4) Laptop computers may be used to store course material or as calculators, but for no other purposes. In particular, it is strictly forbidden to use them for any form of communication. No other electronic devices may be used during the examination except a laptop or a calculator.
(a) Define the terms inverted file, inverted list, posting.
(b) When implementing an inverted file system, what are the criteria that you would use to judge whether the system is suitable for very large-scale information retrieval?
(c) You are designing an inverted file system to be used with Boolean queries on a very large collection of textual documents. New documents are being continually added to the collection.
(i) What file structure(s) would you use?
(ii) How well does your design satisfy the criteria listed in Part (b)?
(a) Explain how vector space concepts can be used to calculate the similarity between two documents.
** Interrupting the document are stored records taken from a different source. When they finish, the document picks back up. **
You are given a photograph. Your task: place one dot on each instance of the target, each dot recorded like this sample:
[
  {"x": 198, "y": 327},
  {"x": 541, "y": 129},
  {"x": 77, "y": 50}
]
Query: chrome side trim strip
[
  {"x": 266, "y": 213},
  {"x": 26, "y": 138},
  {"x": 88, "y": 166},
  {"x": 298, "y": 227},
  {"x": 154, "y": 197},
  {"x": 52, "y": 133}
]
(b) You have the collection of documents that contain the following index terms:
D1: alpha bravo charlie delta echo foxtrot golf
D2: golf golf golf delta alpha
D3: bravo charlie bravo echo foxtrot bravo
D4: foxtrot alpha alpha golf golf delta
(i) Use an incidence matrix of terms to calculate a similarity matrix for these four documents, with no term weighting.
(ii) Use a frequency matrix of terms to calculate a similarity matrix for these documents, with weights proportional to the term frequency and inversely proportional to the document frequency.
(a) Define the
terms recall and precision.
(b) Q is a query. D is a collection of 1,000,000 documents. When the query Q is run, a set of 200 documents is returned.
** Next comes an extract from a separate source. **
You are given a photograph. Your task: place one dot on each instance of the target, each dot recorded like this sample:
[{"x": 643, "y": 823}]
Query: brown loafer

(i) How in a practical experiment would you calculate the precision?
(ii) How in a practical experiment would you calculate the recall?
(c) Suppose that, by some means, it is known that 100 of the documents in D are relevant to Q. Of the 200 documents returned by the search, 50 are relevant.
(i) What is the precision?
(ii) What is the recall?
(d) Explain in general terms the method used by TREC to estimate the recall.